It's certainly a good idea, as Joseph Romm suggests at Grist, to use the Wall Street bail out to push for a similarly immense investment in solving the climate crisis, which, after all, would be sure to yield valuable dividends for taxpayers, such as the preservation of planet Earth and the salvation of the human species. But would investing in alternative energy sooner actually have prevented the financial crisis from happening in the first place? That was the contention of Bill Clinton Monday night when he spoke to a group of progressive bloggers, of which I was one. Henry Farrell at Crooked Timber has a good rundown of Clinton's idea:
Clinton’s basic argument was that the crisis was one of an overleveraged Wall Street system which emphasized the volume of transactions, and in which people were rewarded for chasing risky deals, and in which there were too few good investment opportunities. Money ended up being funneled into real estate that shouldn’t have been. Clinton furthermore argued that if there had been a real clean energy policy, it would have created alternative investment opportunities in dealing with climate change — because there wasn’t such a policy, the money was ‘misspent.’ This last bit of the argument doesn’t seem entirely plausible to me — would there really have been enough investment opportunities generated by clean energy to suck up the loose cash sloshing around? — but I’ll leave it to those with more specific expertise to evaluate properly.

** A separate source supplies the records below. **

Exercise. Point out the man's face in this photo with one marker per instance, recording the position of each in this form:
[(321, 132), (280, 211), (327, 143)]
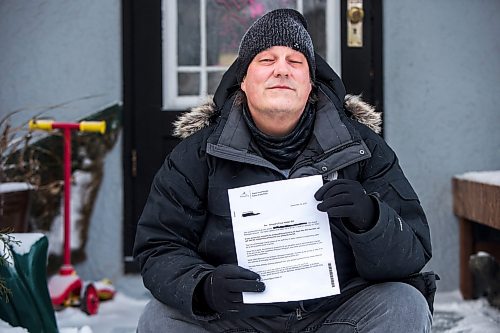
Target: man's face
[(277, 84)]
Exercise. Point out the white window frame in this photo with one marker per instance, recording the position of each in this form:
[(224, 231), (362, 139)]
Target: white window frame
[(171, 101)]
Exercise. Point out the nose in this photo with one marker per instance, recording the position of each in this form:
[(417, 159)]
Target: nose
[(281, 67)]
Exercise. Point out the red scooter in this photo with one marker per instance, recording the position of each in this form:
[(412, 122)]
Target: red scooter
[(66, 288)]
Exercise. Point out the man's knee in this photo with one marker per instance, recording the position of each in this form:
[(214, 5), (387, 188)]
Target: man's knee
[(405, 307), (157, 317)]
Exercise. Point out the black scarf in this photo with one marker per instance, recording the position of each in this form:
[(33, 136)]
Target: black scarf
[(283, 151)]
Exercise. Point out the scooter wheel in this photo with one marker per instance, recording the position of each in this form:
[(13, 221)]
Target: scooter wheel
[(89, 300)]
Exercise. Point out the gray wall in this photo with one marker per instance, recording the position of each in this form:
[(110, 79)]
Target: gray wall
[(61, 51), (442, 104)]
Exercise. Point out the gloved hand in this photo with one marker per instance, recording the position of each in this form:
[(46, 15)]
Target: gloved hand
[(222, 288), (347, 199)]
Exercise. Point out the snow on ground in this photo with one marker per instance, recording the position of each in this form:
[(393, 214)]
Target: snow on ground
[(120, 315)]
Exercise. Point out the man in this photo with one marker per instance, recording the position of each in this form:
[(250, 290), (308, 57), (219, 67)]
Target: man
[(279, 113)]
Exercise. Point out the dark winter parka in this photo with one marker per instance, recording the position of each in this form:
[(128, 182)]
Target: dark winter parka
[(185, 229)]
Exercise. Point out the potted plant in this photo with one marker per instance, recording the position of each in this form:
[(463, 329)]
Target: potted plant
[(18, 175)]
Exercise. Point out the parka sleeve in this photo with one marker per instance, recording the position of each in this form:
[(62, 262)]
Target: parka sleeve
[(170, 228), (399, 243)]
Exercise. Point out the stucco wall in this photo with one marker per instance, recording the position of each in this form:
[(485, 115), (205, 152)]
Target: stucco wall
[(58, 51), (442, 104)]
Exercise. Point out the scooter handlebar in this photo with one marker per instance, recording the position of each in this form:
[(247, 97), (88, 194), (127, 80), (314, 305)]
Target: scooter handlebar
[(93, 126), (44, 125), (83, 126)]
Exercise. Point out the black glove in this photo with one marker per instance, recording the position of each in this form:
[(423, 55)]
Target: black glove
[(347, 199), (222, 288)]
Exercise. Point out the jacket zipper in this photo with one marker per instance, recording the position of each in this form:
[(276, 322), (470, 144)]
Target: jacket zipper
[(322, 157), (298, 312)]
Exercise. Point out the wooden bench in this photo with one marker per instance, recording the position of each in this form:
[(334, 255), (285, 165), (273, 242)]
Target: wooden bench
[(476, 203)]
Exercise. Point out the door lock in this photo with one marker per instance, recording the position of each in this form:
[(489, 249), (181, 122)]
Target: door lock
[(355, 15)]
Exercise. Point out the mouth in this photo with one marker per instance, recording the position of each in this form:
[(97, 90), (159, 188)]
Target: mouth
[(281, 87)]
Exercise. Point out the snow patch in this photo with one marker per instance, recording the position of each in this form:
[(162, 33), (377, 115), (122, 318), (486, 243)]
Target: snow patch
[(485, 177), (15, 187), (79, 185)]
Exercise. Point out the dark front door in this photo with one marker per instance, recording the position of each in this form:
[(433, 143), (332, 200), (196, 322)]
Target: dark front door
[(148, 128)]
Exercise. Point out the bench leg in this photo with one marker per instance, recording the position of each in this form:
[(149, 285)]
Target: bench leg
[(466, 249)]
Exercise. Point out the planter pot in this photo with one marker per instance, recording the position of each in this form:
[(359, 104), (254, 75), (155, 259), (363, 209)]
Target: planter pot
[(14, 206)]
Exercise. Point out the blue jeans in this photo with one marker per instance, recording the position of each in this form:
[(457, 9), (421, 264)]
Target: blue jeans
[(384, 307)]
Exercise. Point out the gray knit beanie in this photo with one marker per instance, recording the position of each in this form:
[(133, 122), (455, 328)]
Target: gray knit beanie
[(280, 27)]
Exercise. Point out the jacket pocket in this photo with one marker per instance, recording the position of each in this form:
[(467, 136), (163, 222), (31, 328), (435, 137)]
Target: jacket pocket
[(218, 202)]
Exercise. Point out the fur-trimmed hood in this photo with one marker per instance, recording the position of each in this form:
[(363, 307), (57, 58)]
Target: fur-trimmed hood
[(202, 116)]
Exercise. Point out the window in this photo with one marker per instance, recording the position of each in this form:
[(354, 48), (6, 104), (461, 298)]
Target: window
[(201, 40)]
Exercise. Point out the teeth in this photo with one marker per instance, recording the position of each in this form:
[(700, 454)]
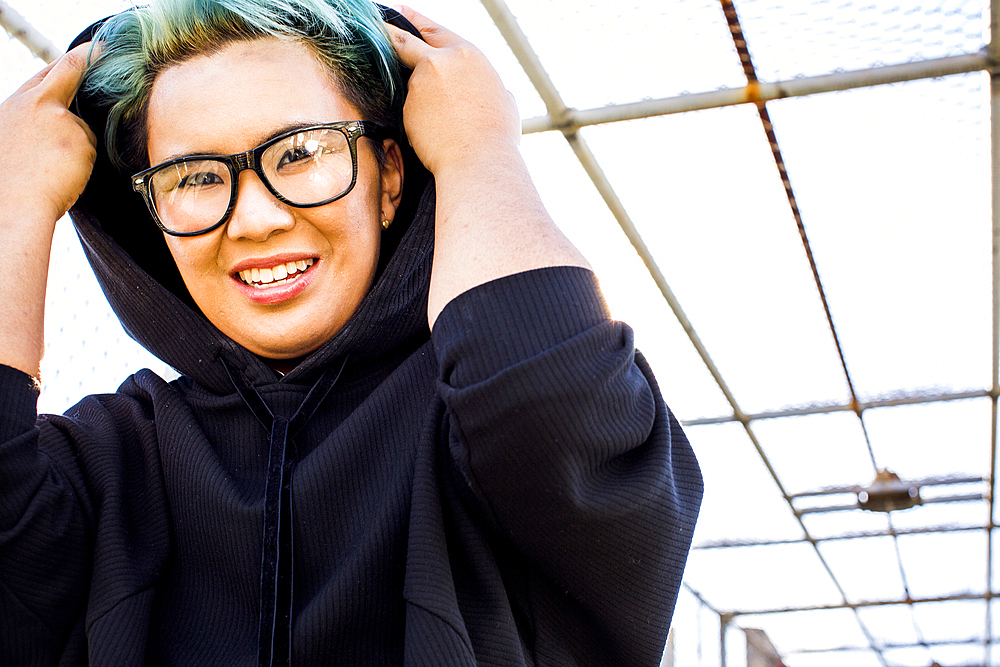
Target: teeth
[(276, 275)]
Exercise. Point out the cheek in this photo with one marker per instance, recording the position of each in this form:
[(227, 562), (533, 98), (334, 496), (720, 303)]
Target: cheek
[(195, 258)]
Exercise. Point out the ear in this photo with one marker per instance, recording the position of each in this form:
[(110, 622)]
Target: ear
[(392, 179)]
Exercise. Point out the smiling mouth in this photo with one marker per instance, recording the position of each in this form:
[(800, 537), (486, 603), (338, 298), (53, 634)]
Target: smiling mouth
[(276, 275)]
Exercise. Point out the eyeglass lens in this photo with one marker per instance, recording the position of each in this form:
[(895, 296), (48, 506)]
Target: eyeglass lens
[(305, 168)]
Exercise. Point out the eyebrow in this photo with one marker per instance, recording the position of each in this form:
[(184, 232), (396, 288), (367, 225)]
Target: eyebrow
[(284, 129)]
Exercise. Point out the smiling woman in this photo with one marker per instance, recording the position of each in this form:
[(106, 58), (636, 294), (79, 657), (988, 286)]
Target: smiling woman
[(405, 431), (198, 107)]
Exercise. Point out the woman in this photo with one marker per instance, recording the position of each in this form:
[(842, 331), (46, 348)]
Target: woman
[(406, 431)]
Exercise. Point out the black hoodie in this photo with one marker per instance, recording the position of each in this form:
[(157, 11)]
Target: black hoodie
[(509, 490)]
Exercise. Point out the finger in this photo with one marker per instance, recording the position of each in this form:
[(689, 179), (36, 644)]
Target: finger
[(36, 79), (409, 48), (434, 34), (63, 80)]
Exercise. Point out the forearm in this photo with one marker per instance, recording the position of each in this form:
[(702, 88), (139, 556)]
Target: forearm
[(490, 223), (45, 161), (25, 243)]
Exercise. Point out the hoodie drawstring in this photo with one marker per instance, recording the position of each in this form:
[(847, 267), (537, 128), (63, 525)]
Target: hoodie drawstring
[(274, 634)]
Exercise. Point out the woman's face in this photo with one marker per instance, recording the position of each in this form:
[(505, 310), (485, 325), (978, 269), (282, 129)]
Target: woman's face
[(229, 102)]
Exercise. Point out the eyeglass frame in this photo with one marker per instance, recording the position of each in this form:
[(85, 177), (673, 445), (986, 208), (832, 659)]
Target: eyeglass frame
[(251, 159)]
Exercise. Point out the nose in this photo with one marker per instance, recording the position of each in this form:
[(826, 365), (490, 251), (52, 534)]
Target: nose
[(257, 213)]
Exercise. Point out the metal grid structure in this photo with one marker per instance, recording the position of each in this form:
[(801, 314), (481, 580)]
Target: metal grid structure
[(873, 645)]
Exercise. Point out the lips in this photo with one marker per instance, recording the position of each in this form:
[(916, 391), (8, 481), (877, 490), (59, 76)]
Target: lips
[(279, 274)]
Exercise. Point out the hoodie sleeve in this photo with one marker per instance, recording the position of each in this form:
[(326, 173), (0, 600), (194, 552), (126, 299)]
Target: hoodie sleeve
[(83, 521), (557, 426), (44, 535)]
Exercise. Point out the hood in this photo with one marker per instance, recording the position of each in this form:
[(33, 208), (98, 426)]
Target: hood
[(137, 274)]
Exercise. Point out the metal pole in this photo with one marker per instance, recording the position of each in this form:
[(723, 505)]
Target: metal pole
[(993, 57), (19, 27)]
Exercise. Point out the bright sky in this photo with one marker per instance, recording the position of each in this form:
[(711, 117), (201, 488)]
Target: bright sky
[(892, 183)]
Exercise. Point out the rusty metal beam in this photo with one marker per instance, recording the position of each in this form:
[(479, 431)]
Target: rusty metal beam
[(860, 535), (573, 119), (908, 399), (958, 597)]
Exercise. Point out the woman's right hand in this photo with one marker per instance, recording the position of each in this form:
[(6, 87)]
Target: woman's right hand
[(47, 152)]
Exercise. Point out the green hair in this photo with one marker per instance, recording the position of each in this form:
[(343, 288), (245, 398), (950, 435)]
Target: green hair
[(348, 37)]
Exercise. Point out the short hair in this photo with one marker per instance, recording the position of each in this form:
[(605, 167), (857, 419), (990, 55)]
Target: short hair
[(348, 37)]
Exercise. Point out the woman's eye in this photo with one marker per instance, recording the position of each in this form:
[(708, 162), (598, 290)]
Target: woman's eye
[(296, 154), (199, 179)]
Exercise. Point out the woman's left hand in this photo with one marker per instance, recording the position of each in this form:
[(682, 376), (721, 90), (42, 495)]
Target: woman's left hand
[(457, 106)]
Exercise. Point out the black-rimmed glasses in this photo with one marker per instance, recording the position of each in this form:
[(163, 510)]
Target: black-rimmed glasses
[(306, 167)]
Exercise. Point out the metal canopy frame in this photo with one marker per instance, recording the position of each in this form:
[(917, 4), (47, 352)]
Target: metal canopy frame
[(568, 121)]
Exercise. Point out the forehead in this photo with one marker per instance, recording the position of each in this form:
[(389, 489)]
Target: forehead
[(235, 98)]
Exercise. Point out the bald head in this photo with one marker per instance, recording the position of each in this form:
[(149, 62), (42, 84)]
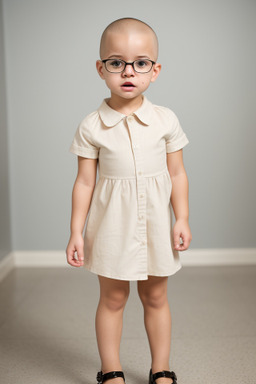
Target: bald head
[(132, 29)]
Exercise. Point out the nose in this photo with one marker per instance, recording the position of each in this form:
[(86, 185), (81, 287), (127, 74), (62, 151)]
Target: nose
[(128, 71)]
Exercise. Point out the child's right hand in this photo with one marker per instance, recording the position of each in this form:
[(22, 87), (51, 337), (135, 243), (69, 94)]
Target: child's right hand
[(75, 247)]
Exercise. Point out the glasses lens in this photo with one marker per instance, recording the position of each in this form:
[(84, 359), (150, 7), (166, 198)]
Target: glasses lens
[(115, 65), (143, 66)]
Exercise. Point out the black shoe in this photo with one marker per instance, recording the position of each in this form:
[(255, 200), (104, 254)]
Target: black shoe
[(170, 375), (101, 378)]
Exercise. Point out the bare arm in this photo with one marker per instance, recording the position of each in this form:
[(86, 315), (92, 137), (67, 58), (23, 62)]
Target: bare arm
[(179, 200), (81, 200)]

Clinton seems to believe that clean energy, including the conversion of our personal automobile fleet to electric plug-in vehicles, could have been to the last eight years what the tech bubble was to the nineties. An open economy needs a major and innovative source of new jobs "every five to eight years," he said, otherwise the U.S. is bound to lose working class jobs "out the backdoor" to cheaper nations. I agree with Farrell that it seems implausible that the mortgage crisis could have been averted by energy policy alone. Brian Beutler also agrees. After all, the push to encourage home ownership and other forms of consumer debt among unprepared, uninformed borrowers is rather unrelated, and both government and the private sector bear responsibility. What do the economists in the house think?